“她那樣的形象,放在現在,就是個惡魔。可她最後,為了護住這一方淨土,自斷四肢,自砍頭顱,將自己永封在南墟。”何極語速依舊沉慢。
而且僵硬生拗得好像小學生讀課文一樣:“南墟那是一座墳墓,是她自己給自己建的,沐七就是她的守墳人。”
“可就算她用自身守護了整個世界,可你看滄海桑田,天翻地覆之後,她的尊位一降再降,更這世間單獨供奉她的廟宇道觀都沒有幾座了。問天宗那座小石廟,都被彆人圈走了。沒有誰會記得,她是誰,曾經做了什麼。”何極好像在輕歎。
轉手拍著界碑,拍得啪啪作響:“以後可能你也一樣。風望舒也一樣......”
“她不一樣。”我靠著界碑,扭頭看向何極:“我就算死了,也總有玄門中人知道,我算是為他們抗爭過。可風望舒,要不身敗......名裂,要不就是無人可知。”
風望舒“黑化”得太假,太明顯了,太莫名其妙。
連我都感覺她用力過度,華胥能留著她,無非就是她能解開那卷蛇紋典籍。
她想留在風家,就是想摸到更多的線索,然後趁著自己有點價值反正不會死,找各種辦法告訴我們。
可這一場戰爭,如果華胥贏了,她會死得悄無聲息,或者被榨乾最後一點價值。
如果我們贏了,就算最後將所有計劃合盤托出,她依舊再也回不到原先宛如和她名字一般皎潔的位置了。

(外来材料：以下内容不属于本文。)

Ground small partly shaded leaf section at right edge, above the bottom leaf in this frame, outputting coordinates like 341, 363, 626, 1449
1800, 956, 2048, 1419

後土和風望舒所做的,又何嘗不是和墨修一樣,都是在賭!
何極見我想明白了,拍了拍我的肩膀:“還有阿熵。所以你不用想太多,你以為風望舒不害怕?後土不害怕?阿熵將自己真身藏住的時候,不害怕?”
“她們都怕,可她們都做下了自己認為最好的決定。”何極拍了拍屁股上的細沙,站起來扭頭看著我道:“你是我們問天宗的小師妹,射魚穀家的家主,問米秦家唯一的繼承人,巴山巫神,太一真心所愛,這麼多身份,你應該也能做出最好的決定的。”